Residents of Franconia, N.H. have over the past two years been graced with the presence of young stud Tom Hanson, who is universally described as confident, poised and just as handsome as can be.
“Feast your eyes,” said town elder Hank Tapper as Hanson took an evening walk down Main Street, drawing the rapt attention of fathers, mothers, and children alike. “It’s not every day a town like this is lucky enough to host a man like that.”
“Every day of that strong jaw and those kindly blue eyes in our lives is a gift,” agreed his wife Sharon.

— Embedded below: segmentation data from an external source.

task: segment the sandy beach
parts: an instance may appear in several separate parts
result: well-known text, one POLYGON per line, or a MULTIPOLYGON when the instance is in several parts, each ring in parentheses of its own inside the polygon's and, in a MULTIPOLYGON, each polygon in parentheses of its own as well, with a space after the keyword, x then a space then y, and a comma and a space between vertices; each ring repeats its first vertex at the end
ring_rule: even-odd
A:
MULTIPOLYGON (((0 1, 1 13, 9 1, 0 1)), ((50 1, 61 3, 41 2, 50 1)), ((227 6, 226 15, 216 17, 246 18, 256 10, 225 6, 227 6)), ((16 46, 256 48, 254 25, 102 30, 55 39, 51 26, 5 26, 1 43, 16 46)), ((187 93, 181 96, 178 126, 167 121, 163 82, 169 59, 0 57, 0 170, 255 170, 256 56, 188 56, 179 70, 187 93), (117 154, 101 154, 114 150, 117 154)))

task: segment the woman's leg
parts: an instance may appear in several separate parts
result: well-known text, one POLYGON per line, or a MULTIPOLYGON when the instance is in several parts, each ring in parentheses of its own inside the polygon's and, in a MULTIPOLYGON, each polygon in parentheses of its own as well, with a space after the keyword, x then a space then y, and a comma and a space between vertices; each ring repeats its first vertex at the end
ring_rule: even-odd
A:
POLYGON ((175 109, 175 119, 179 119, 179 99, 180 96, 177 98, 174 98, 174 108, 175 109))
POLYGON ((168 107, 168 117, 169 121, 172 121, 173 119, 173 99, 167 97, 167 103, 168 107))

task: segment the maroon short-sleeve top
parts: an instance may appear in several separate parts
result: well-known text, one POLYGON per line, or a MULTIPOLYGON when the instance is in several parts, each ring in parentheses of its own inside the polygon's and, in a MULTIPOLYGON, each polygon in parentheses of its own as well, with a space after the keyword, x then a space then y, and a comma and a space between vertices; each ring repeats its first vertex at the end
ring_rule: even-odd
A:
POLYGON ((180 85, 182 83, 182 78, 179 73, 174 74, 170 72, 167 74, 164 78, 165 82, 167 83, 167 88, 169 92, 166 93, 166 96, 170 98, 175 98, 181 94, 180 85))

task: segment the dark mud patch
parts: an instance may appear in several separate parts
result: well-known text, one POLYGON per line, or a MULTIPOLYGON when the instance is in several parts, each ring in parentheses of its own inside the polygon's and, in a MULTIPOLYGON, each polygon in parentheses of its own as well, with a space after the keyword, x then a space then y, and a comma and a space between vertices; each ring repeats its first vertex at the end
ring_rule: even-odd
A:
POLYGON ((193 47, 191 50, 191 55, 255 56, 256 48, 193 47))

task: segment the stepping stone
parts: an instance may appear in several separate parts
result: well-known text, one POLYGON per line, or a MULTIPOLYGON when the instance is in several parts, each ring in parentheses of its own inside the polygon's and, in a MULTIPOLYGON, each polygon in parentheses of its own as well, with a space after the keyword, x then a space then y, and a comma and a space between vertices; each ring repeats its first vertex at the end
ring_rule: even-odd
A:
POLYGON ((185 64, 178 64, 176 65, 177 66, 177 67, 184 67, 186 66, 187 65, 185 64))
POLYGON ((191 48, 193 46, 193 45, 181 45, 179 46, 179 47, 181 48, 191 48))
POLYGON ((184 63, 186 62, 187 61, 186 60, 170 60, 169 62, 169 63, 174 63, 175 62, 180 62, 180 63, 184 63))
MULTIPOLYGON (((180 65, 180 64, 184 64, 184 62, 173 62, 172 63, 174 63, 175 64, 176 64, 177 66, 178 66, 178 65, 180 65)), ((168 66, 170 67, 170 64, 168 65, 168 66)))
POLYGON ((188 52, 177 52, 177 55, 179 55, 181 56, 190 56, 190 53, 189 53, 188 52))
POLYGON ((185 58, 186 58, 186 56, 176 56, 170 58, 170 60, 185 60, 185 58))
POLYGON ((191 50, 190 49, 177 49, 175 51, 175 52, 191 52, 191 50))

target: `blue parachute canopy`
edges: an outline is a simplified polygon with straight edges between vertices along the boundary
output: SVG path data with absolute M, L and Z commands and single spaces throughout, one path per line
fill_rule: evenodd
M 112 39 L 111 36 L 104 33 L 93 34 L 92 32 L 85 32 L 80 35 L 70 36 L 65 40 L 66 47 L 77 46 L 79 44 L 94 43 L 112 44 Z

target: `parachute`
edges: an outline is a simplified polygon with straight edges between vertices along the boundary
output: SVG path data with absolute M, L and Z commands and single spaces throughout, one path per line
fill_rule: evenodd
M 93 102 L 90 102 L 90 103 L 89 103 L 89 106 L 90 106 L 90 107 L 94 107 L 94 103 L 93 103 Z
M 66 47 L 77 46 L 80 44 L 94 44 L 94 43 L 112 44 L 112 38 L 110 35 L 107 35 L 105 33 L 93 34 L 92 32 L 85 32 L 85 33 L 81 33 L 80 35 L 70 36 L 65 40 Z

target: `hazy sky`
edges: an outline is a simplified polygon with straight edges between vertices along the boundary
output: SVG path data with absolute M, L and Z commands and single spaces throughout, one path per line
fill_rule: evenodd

Hanson can often be spotted around Franconia, sources confirmed, perusing memos or sipping beverages with facial expressions ranging from rapt attention to warm contentment to infectious mirth to intense concentration to righteous rage on behalf of his friends and family. He occasionally surrounds himself with a circle of similarly good-looking and confident men from out of town—“somewhere beyond the valley,” speculates Tapper—who often play pickup sports together or sometimes just sit in comfortable chairs, watch the sunset, and revel in their vitality and potential and laugh their booming, likable laughs.
“The thing about handsome is, either you’ve got it or you don’t,” said Hanson’s landlord Herb Jaffe, who is frequently pressed by his neighbors for stories about the well-built, 6’3" Fabian man. “And we don’t. But just to be around him, well, it’s almost enough.”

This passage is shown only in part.